Doesn't it sound like an oxymoron? How can someone walk and meditate at the same time?
But that is the joy of meditative practices. It makes you do things that have become alien to us in our everyday lives.
The easiest way to describe it is slowing life down. Allow me to explain.
Growing up, we learned to walk. Stumble, fall, get back up, and then take a step. It is hard to say, but perhaps the child was being mindful. After all, these steps did not come naturally. It required effort.
Soon, though, the brain took over and automated the process. At some point, your brain said, "It looks like she is going to keep doing this. So I better automate the process."
You stopped thinking about the steps and each movement. You stopped experiencing it and simply did it.
Kinhin, then, is the practice of going back.
Going back to the very start, where you take each step mindfully, You slow down, experience the movement of your legs as they lift from the ground, and then you take the next step.
You might ask, Why on earth would you do something like that?
As life unfolds, our lives pick up pace. School, work, family, children, and society. We hustle and bustle as we desperately try to make it through life.

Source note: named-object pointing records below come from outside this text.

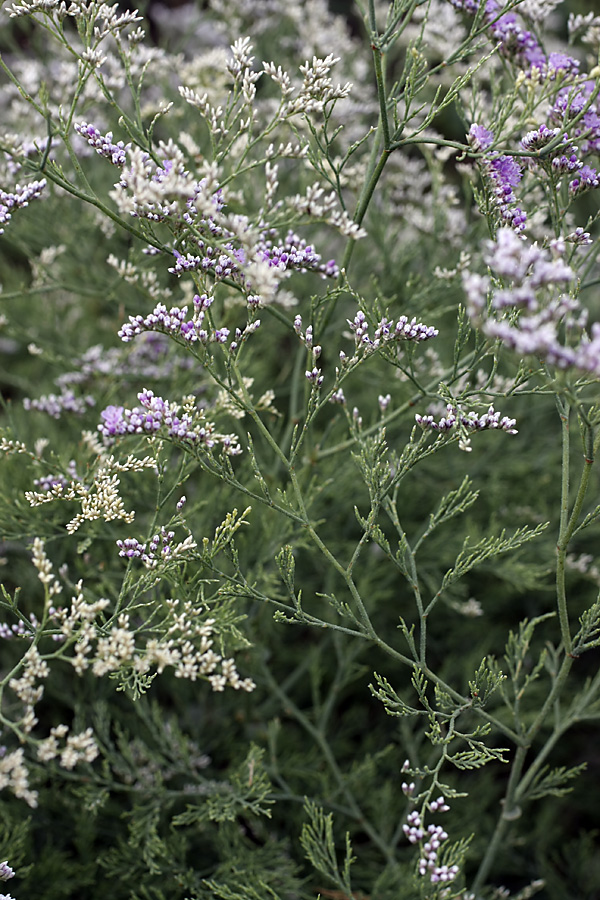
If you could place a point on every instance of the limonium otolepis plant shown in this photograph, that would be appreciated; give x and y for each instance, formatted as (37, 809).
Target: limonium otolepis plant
(299, 420)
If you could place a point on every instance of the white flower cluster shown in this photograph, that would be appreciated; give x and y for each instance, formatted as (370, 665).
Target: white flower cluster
(100, 499)
(33, 668)
(186, 647)
(15, 777)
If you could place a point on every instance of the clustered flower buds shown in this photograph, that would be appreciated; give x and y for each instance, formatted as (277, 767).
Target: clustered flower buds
(531, 274)
(156, 415)
(431, 841)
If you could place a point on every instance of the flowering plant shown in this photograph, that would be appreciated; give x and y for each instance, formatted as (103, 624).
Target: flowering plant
(299, 592)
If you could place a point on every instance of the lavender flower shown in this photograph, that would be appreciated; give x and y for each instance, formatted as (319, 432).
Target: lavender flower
(18, 198)
(537, 329)
(387, 332)
(480, 138)
(435, 836)
(56, 404)
(157, 415)
(103, 144)
(5, 871)
(456, 420)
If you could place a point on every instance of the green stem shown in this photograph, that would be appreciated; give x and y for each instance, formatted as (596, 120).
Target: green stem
(509, 812)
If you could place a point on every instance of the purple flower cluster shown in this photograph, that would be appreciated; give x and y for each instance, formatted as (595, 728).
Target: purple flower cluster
(47, 482)
(537, 328)
(571, 103)
(455, 419)
(153, 415)
(103, 144)
(516, 42)
(5, 871)
(387, 332)
(56, 404)
(158, 193)
(521, 45)
(172, 321)
(160, 547)
(175, 322)
(504, 173)
(7, 632)
(435, 837)
(295, 254)
(158, 415)
(17, 199)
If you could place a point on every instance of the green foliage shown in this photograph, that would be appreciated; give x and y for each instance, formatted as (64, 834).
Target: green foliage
(160, 732)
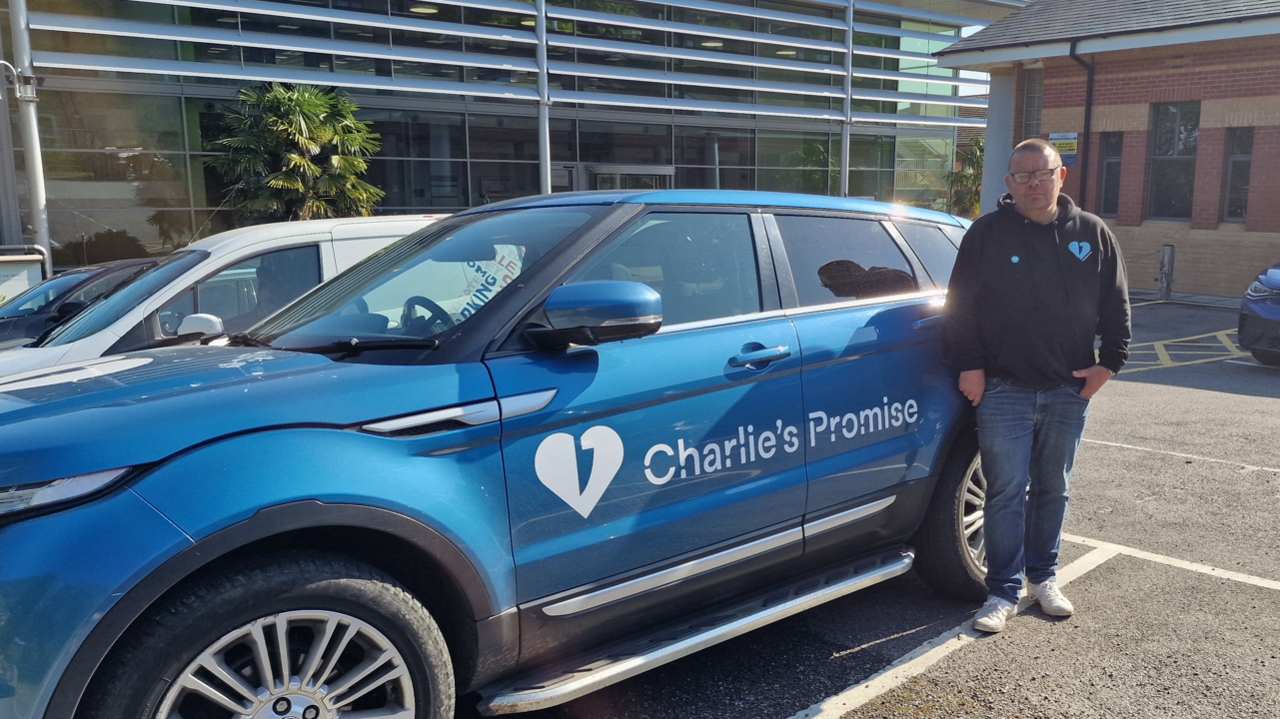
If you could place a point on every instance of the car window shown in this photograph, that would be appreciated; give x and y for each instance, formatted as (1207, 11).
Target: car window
(428, 283)
(954, 233)
(248, 291)
(837, 260)
(702, 264)
(932, 247)
(101, 285)
(104, 314)
(41, 296)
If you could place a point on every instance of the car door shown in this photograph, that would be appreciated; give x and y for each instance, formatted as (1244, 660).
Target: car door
(241, 294)
(876, 394)
(657, 449)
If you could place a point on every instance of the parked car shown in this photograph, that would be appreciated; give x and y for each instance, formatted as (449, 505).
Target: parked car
(31, 314)
(531, 450)
(238, 276)
(1260, 317)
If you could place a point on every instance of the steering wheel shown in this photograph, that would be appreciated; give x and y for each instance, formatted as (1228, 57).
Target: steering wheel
(437, 314)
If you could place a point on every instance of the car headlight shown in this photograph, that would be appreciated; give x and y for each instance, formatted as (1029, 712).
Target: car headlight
(26, 497)
(1258, 289)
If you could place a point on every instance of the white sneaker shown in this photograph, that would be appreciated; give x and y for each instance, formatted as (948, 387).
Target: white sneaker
(993, 614)
(1051, 599)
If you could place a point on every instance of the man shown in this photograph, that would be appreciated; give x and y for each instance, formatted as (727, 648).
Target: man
(1034, 283)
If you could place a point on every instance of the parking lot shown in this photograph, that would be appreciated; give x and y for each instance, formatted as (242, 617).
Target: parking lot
(1173, 562)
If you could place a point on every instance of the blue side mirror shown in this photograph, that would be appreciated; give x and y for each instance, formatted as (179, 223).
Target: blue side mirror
(595, 312)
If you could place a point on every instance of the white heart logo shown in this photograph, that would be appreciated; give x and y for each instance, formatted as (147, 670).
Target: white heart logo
(556, 463)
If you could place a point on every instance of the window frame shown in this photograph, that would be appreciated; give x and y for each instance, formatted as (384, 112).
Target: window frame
(1033, 77)
(1159, 163)
(1110, 164)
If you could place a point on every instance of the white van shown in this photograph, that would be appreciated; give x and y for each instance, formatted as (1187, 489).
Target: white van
(238, 276)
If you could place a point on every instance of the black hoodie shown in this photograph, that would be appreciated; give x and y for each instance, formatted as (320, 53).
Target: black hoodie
(1025, 300)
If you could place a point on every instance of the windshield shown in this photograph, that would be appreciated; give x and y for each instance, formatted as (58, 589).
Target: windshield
(425, 284)
(42, 296)
(104, 312)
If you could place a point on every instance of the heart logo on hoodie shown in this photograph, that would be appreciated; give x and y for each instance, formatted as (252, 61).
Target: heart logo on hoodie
(556, 465)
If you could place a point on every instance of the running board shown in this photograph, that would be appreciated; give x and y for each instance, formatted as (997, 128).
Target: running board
(627, 660)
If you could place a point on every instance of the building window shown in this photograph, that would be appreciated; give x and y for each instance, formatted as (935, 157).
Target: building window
(1239, 159)
(1032, 102)
(1175, 128)
(1112, 143)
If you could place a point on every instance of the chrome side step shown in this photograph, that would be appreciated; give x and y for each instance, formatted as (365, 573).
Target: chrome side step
(700, 632)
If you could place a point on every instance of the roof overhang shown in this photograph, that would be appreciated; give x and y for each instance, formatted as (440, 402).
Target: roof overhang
(996, 56)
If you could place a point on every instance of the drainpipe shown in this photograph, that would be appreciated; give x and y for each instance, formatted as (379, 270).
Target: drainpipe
(1083, 155)
(849, 101)
(544, 102)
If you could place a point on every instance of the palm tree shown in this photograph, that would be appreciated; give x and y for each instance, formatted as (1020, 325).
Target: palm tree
(295, 152)
(965, 186)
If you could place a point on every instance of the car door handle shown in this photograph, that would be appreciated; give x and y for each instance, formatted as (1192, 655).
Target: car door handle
(759, 356)
(927, 321)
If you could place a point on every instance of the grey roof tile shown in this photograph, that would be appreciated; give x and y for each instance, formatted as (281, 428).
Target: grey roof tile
(1055, 21)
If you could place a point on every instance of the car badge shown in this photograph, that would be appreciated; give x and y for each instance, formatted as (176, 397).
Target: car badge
(556, 465)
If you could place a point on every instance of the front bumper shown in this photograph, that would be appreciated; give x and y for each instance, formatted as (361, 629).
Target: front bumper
(59, 575)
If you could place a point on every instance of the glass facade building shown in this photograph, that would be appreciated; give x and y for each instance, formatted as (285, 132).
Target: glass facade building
(688, 94)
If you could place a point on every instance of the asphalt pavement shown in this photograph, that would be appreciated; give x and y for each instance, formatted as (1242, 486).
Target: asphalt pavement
(1174, 569)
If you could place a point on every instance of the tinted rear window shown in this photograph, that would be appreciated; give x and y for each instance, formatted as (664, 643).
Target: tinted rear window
(837, 260)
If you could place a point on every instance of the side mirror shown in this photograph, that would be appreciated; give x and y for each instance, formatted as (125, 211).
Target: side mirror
(65, 311)
(200, 324)
(595, 312)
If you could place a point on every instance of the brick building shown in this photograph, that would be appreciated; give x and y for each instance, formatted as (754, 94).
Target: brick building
(1178, 128)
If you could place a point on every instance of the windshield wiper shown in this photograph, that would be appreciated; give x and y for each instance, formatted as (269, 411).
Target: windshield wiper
(353, 346)
(243, 339)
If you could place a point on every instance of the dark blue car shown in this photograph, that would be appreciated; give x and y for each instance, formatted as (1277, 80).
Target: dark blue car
(44, 306)
(1260, 317)
(528, 452)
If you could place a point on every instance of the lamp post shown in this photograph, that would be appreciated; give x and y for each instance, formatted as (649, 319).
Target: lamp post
(24, 86)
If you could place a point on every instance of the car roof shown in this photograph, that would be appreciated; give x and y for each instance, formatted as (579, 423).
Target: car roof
(240, 237)
(739, 198)
(109, 266)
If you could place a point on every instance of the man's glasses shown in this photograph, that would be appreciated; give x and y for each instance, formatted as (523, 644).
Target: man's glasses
(1023, 178)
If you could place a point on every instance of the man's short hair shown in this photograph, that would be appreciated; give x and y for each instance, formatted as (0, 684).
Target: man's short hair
(1034, 145)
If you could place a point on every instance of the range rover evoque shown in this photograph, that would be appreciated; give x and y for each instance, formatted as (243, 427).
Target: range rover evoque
(528, 452)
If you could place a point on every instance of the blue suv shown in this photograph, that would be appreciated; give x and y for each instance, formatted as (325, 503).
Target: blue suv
(530, 450)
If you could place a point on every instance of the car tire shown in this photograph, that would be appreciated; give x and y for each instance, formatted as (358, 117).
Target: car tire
(1271, 358)
(950, 552)
(356, 640)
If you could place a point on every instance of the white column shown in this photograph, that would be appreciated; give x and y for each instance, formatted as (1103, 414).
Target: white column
(849, 102)
(27, 123)
(1000, 140)
(544, 102)
(10, 216)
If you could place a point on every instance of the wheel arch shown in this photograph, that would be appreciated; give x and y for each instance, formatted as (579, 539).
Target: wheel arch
(964, 424)
(481, 639)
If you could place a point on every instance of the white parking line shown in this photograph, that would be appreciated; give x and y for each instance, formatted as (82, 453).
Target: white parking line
(1173, 562)
(932, 651)
(1240, 465)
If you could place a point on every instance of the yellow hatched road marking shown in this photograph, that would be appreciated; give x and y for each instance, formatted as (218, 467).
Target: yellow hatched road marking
(1210, 347)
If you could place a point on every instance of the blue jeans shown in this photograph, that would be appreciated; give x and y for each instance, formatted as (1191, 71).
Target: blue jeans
(1027, 436)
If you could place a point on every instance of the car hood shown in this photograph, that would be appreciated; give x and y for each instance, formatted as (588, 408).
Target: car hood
(129, 410)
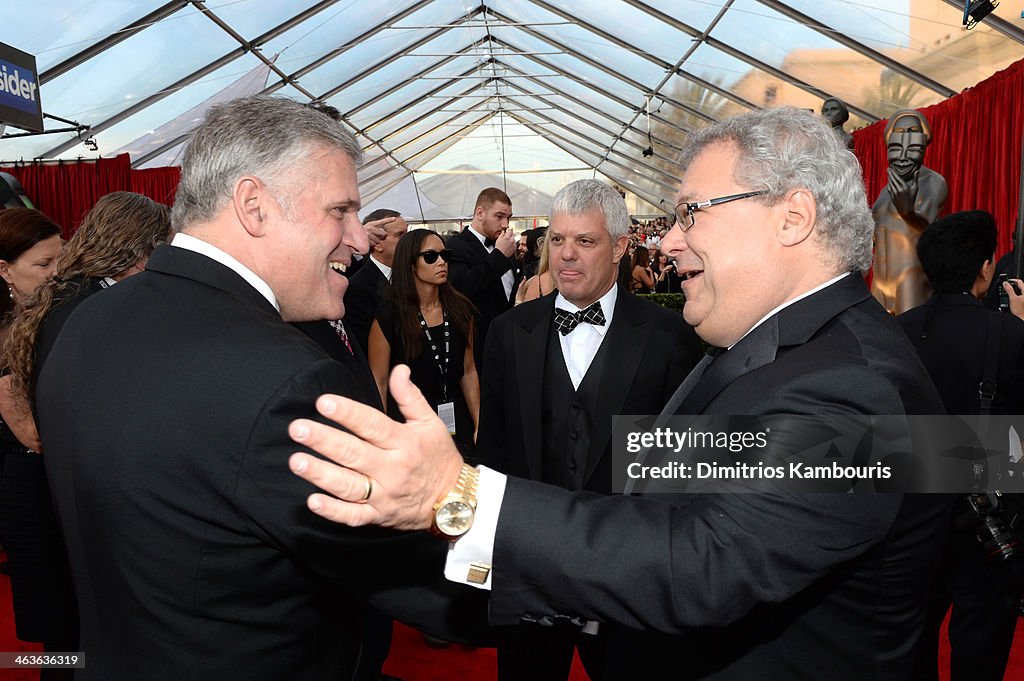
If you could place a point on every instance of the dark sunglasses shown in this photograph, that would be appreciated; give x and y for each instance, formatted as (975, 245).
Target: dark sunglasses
(430, 257)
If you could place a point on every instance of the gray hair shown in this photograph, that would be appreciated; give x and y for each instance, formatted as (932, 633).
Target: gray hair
(591, 196)
(786, 147)
(264, 136)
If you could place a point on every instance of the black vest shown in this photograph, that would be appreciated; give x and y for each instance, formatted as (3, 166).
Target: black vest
(567, 416)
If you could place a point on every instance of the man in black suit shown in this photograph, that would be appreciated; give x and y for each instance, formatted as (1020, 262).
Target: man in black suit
(368, 287)
(163, 406)
(482, 266)
(772, 233)
(549, 391)
(951, 332)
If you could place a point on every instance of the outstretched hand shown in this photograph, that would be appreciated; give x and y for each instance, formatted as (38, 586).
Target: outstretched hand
(1016, 299)
(408, 467)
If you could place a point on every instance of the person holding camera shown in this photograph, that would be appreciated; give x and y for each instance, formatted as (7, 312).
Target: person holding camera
(960, 341)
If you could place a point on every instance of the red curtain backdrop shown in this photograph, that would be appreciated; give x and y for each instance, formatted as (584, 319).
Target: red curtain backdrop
(976, 145)
(67, 189)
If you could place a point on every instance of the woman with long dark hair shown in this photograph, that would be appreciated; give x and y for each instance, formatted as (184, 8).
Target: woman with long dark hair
(429, 326)
(643, 278)
(669, 280)
(114, 242)
(30, 244)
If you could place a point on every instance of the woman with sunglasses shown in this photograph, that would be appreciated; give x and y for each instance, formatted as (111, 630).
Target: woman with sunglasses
(426, 324)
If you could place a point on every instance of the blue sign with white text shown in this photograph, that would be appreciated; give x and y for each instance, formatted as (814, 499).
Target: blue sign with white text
(19, 103)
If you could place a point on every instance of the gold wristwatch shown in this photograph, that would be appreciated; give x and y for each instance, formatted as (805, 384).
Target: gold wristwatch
(455, 511)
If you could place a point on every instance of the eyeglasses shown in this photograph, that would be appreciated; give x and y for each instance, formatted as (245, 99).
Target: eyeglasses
(430, 257)
(685, 211)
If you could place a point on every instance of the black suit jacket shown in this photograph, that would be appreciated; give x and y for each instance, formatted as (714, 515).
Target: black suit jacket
(164, 407)
(652, 349)
(477, 274)
(367, 289)
(778, 586)
(953, 351)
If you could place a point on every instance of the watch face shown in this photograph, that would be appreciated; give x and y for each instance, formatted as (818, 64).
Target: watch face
(455, 517)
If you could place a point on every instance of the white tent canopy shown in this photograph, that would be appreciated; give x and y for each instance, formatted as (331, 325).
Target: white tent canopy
(529, 91)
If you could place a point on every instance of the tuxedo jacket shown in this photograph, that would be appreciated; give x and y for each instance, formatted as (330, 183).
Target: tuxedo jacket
(955, 333)
(757, 586)
(367, 289)
(164, 406)
(477, 274)
(651, 349)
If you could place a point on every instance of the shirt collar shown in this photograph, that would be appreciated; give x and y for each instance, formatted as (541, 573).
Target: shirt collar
(189, 243)
(381, 266)
(607, 306)
(483, 240)
(790, 302)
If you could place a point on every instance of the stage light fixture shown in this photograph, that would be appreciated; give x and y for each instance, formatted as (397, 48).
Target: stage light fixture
(975, 11)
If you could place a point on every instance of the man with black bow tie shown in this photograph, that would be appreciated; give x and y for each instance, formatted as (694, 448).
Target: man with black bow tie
(557, 369)
(482, 267)
(772, 232)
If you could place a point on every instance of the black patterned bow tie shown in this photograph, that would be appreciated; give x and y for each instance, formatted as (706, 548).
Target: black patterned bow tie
(565, 321)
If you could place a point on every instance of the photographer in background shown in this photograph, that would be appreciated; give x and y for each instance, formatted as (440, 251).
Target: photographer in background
(960, 341)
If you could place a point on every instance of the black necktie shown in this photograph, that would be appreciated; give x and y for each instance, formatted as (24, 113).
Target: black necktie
(565, 321)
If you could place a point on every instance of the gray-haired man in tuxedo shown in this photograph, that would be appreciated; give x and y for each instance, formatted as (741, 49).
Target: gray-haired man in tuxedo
(772, 235)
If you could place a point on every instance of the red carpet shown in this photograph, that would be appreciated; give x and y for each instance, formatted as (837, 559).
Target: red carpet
(413, 660)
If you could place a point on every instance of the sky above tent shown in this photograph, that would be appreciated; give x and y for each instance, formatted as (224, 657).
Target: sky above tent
(538, 92)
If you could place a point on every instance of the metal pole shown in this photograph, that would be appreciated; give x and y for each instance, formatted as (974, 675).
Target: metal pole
(1019, 240)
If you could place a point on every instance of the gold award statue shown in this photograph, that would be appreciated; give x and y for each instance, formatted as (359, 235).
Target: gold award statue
(910, 202)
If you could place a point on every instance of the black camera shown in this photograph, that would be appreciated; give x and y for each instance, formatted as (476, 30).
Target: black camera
(995, 535)
(1004, 296)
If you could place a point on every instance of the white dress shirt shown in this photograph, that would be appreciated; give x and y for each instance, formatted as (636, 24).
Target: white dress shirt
(580, 346)
(190, 243)
(381, 266)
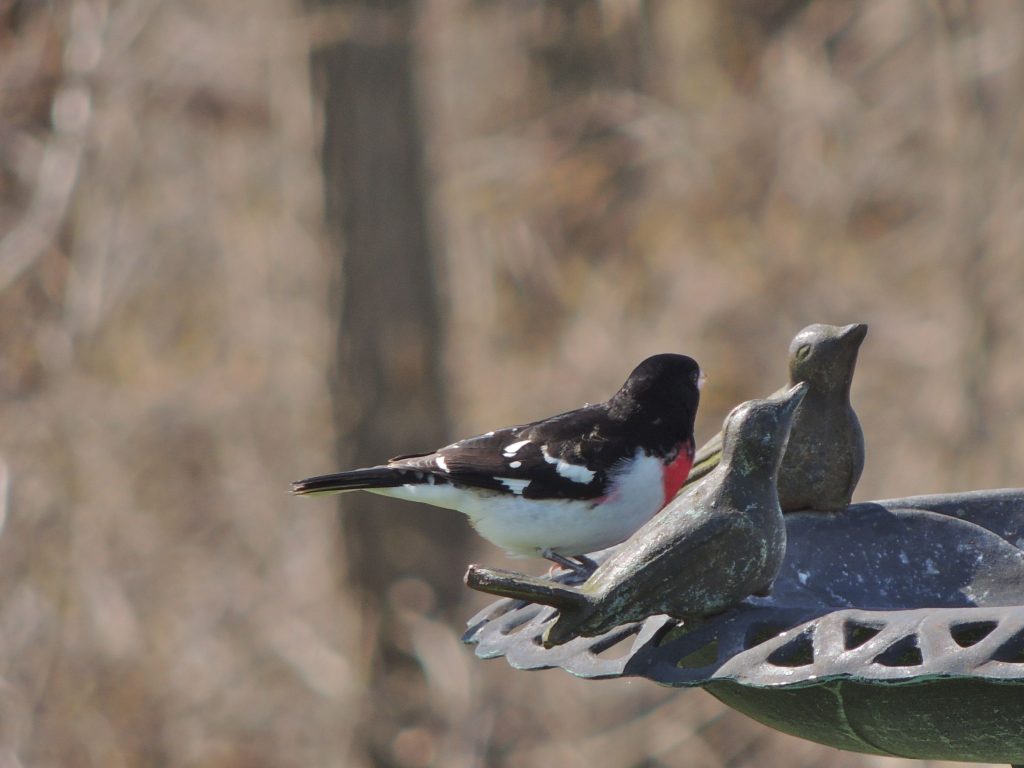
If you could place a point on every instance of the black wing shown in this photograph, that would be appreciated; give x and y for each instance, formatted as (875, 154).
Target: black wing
(570, 456)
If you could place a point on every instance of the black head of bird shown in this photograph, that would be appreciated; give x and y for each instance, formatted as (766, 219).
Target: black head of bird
(704, 553)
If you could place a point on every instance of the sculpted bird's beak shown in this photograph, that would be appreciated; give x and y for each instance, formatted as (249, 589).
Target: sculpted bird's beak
(854, 333)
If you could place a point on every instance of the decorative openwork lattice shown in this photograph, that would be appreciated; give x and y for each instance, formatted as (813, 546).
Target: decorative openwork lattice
(927, 592)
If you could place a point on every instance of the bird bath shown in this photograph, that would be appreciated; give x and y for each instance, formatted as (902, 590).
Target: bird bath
(894, 628)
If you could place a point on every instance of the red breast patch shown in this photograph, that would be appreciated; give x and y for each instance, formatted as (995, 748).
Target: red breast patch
(675, 474)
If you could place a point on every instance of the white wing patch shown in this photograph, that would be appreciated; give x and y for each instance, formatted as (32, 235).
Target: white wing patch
(572, 472)
(516, 486)
(512, 449)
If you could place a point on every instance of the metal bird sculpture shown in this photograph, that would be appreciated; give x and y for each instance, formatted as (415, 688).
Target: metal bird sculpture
(825, 454)
(706, 552)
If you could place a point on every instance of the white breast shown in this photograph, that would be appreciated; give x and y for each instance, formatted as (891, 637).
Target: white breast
(524, 526)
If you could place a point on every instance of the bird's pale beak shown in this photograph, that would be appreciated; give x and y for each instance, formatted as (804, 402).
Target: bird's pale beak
(855, 332)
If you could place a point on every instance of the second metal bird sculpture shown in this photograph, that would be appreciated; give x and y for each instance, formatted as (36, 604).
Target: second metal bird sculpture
(706, 552)
(825, 454)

It puts an enormous amount of pressure on us. Most of our energy is focused on the outside world.
If our natural environment was not enough, today we are inundated with demands on our time. Media, social commitments, travel, and more.
Kinhin is the art of looking inward, focusing on the most basic of the basics. Each step and each leg as it lifts off the ground and goes back down.
It is slowing your life down and calming your mind and body. It is often the break your body needs to go back to harmony.